Ermittlungsverfahren gegen Gynäkologen

Verteidiger: keine Einstellung gegen Geldleistung

Berlin - 04.12.2012, 11:57 Uhr


Seit einigen Monaten ermittelt die Staatsanwaltschaft Wuppertal gegen rund 600 Gynäkologen, die in Deutschland nicht zugelassenes Depocon® an Patientinnen abgegeben und damit gegen das Arzneimittelgesetz verstoßen haben sollen. Ein Verteidiger fordert nun die Einstellung mangels Beweisen: Das im Raum stehende Geschehen sei nicht strafbar, erklärt er gegenüber DAZ.online. Die Staatsanwaltschaft prüft den Antrag.

Die Staatsanwaltschaft Wuppertal, die das Ermittlungsverfahren führt, hatte den betroffenen Ärzten angeboten, das Verfahren gegen Geldleistung einzustellen (§ 153a StPO). In einer rechtlichen Stellungnahme erklärt der Nürnberger Anwalt nun, die Staatsanwaltschaft vertrete eine falsche Rechtsauffassung. Zutreffend sei, dass die vom Pharmahersteller Sigma gelieferten Arzneimittel im Zweifel zum Selbstkostenpreis an die Patientinnen weitergegeben worden seien. Gerade das belege jedoch, dass sich die Ärztinnen und Ärzte „steuerrechtlich korrekt verhielten und verhalten wollten“. Daher könne man ihnen wohl kaum pauschal vorwerfen, sich „in den rechtlich auch für Juristen nur schwer zugänglichen Feinheiten des AMG nicht auszukennen“.

Entgegen der Annahme der Staatsanwaltschaft sei die Anwendung der Kontrazeptiva bei den Patientinnen jedoch nicht strafbar. Nach § 95 Abs. 1 Nr. 4 AMG wird mit Freiheitsstrafe bis zu drei Jahren oder Geldstrafe bestraft, wer mit Arzneimitteln, die nur auf Verschreibung an Verbraucher abgegeben werden dürfen, Handel treibt oder diese Arzneimittel abgibt. Ein solches „Handeltreiben“ liegt aus Sicht des Anwalts jedoch nicht vor, denn „die Verabreichung apothekenpflichtiger Arzneimittel in Arztpraxen fällt niemals unter die Apothekenpflicht“, erklärt er. Vielmehr handle es sich vorliegend um ein zulässiges Vorrätighalten von Arzneimitteln für die unmittelbare Anwendung – und diese fielen schon nicht unter die Apothekenpflicht.
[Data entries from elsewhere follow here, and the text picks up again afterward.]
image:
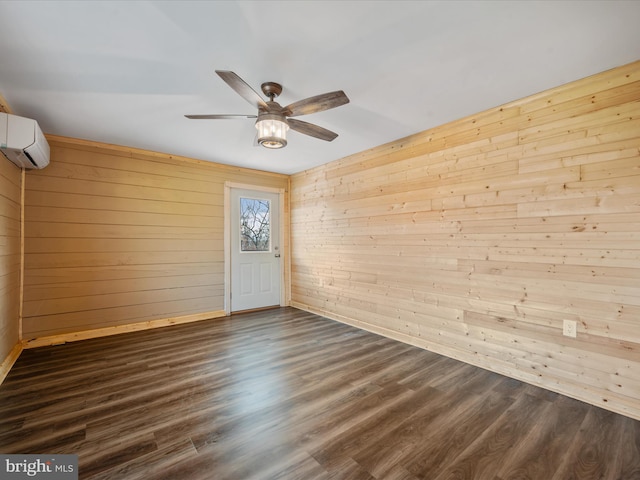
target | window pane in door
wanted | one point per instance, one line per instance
(255, 225)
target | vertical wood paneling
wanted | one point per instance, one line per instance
(10, 195)
(115, 236)
(478, 238)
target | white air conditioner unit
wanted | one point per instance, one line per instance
(22, 141)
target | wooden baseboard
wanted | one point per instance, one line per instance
(434, 347)
(131, 327)
(8, 362)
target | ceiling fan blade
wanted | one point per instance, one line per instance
(316, 104)
(242, 88)
(311, 129)
(217, 117)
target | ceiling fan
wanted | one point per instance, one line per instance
(273, 120)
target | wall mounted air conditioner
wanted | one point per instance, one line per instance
(22, 141)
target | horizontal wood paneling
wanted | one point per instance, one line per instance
(117, 236)
(10, 258)
(476, 239)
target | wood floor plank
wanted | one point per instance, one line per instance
(285, 394)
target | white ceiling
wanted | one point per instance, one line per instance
(126, 72)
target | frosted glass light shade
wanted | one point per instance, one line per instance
(272, 132)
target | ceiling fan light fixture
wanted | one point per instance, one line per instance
(272, 131)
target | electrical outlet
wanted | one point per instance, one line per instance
(569, 328)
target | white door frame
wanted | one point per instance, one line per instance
(227, 239)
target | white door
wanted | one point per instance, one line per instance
(255, 249)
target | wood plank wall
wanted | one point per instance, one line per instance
(10, 198)
(478, 238)
(117, 236)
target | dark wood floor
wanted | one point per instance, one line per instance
(284, 394)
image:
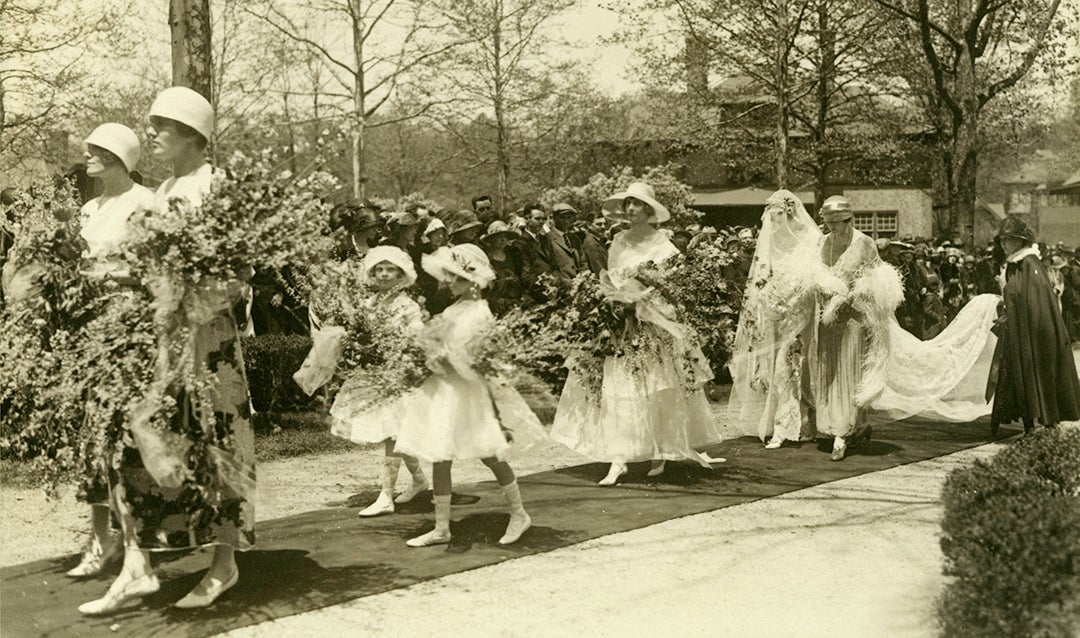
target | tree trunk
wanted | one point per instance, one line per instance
(360, 125)
(500, 116)
(192, 53)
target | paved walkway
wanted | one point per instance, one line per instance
(853, 557)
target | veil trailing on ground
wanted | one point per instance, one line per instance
(943, 379)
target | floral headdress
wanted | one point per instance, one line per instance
(464, 260)
(392, 255)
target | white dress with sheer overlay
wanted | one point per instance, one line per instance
(458, 413)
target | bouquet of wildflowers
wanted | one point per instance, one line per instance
(254, 217)
(706, 284)
(380, 353)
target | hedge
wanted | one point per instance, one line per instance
(1011, 539)
(270, 361)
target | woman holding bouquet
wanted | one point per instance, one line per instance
(189, 482)
(650, 404)
(459, 412)
(388, 270)
(775, 325)
(112, 152)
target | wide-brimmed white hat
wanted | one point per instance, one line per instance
(392, 255)
(836, 208)
(463, 260)
(187, 107)
(638, 190)
(499, 227)
(118, 139)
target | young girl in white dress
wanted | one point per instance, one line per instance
(650, 407)
(389, 271)
(112, 152)
(459, 413)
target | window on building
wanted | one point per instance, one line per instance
(878, 224)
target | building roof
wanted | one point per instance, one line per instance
(744, 197)
(996, 208)
(1072, 184)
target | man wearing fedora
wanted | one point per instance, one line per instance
(537, 252)
(566, 257)
(1034, 375)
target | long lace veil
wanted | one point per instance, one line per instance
(778, 307)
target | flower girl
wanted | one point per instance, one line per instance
(388, 270)
(458, 412)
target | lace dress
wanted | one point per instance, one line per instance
(650, 404)
(194, 484)
(104, 227)
(352, 415)
(844, 344)
(458, 413)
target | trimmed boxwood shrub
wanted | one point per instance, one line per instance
(1011, 539)
(270, 361)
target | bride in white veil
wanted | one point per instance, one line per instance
(941, 380)
(767, 362)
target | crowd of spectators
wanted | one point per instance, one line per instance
(940, 276)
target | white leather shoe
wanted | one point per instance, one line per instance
(120, 593)
(206, 592)
(414, 490)
(432, 538)
(615, 472)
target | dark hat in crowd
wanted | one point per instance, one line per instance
(402, 219)
(1016, 228)
(463, 220)
(563, 207)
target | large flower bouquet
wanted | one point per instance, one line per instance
(196, 257)
(75, 350)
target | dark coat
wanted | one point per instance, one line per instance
(537, 258)
(593, 253)
(1037, 376)
(564, 254)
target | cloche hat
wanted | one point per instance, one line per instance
(187, 107)
(393, 255)
(464, 260)
(118, 139)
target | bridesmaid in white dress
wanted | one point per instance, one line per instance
(770, 380)
(112, 152)
(389, 271)
(458, 413)
(651, 405)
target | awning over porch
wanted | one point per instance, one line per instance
(743, 197)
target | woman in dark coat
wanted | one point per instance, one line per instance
(1036, 374)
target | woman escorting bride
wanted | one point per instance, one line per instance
(650, 407)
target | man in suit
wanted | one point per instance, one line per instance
(565, 253)
(538, 255)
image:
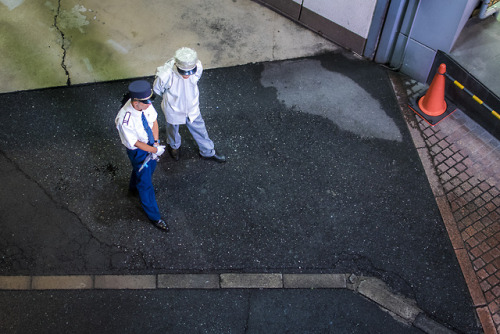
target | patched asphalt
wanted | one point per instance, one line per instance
(322, 177)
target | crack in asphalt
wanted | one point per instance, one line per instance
(63, 61)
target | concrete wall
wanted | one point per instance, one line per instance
(428, 26)
(346, 23)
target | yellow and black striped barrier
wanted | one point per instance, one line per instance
(474, 97)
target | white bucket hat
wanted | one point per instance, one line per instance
(185, 60)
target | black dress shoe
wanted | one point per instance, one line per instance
(133, 192)
(174, 153)
(216, 157)
(161, 224)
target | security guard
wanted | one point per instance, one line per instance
(138, 128)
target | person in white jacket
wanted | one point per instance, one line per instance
(177, 82)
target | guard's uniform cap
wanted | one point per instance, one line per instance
(140, 90)
(185, 61)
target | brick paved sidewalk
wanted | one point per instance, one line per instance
(463, 159)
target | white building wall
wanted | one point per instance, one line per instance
(353, 15)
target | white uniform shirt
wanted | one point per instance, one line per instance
(180, 96)
(129, 124)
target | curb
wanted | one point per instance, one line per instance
(464, 261)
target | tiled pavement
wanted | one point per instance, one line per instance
(464, 161)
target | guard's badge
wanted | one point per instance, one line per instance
(126, 118)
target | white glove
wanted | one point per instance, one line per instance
(161, 150)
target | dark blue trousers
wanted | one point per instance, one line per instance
(143, 182)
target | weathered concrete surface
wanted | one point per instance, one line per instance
(56, 43)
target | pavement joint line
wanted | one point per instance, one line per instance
(373, 289)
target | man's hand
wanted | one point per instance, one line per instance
(160, 150)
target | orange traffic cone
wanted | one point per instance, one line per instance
(433, 103)
(432, 107)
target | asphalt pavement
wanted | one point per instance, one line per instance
(322, 177)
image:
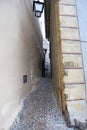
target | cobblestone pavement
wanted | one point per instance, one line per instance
(40, 111)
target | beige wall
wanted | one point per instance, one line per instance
(20, 54)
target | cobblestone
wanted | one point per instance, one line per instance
(40, 111)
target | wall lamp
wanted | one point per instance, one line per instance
(38, 8)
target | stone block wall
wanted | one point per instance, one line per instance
(74, 81)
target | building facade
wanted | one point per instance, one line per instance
(66, 31)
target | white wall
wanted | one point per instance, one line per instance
(20, 54)
(82, 17)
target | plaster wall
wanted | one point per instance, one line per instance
(74, 81)
(20, 54)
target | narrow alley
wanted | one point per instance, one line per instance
(40, 111)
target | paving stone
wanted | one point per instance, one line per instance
(40, 111)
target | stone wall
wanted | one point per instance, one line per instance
(67, 61)
(74, 82)
(20, 56)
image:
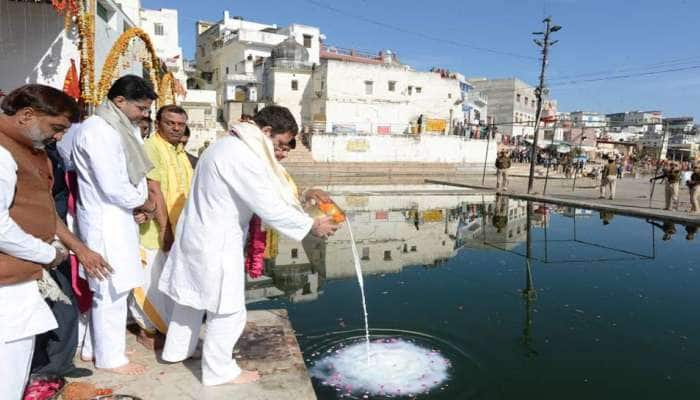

Selbst wenn man vorliegend davon ausgehen würde, ein Handeltreiben könne prinzipiell auch dann vorliegen, wenn ein Arzneimittel durch einen Arzt appliziert werde, fehle es vorliegend am erzielten Gewinn, heißt es in der Stellungnahme weiter. Denn die Kontrazeptiva seien zum Selbstkostenpreis weitergegeben worden. Den von der Staatsanwaltschaft aufgeworfenen Gedanken, wonach in bestimmten Konstellationen auch ohne erzielten Gewinn ein Handeltreiben angenommen werden soll, lehnt der Verteidiger ebenfalls ab: Es sei eine „lebensferne Unterstellung, zu behaupten, eine Patientin bevorzuge einen bestimmen Frauenarzt oder eine bestimmte Frauenärztin deshalb, weil dort Kontrazeptiva günstiger zu erwerben seien, als in einer Apotheke“.

Bei der Staatsanwaltschaft Wuppertal sieht man dies bekanntlich anders: Wie Oberstaatsanwalt Wolf-Tilman Baumert gegenüber DAZ.online erklärt, werde die Stellungnahme des Anwalts vom zuständigen Richter derzeit geprüft. „Bislang sieht er allerdings nicht, dass seine Rechtsauffassung falsch ist“, so Baumert. In der Zwischenzeit hätten sich weitere Ärzte Anwälte genommen. Die Zahl derer, die die Verfahrenseinstellung gegen Geldleistung akzeptierten, steige jedoch stetig. Somit bleibt abzuwarten, ob es letztlich doch zu einem gerichtlichen Strafverfahren kommen wird.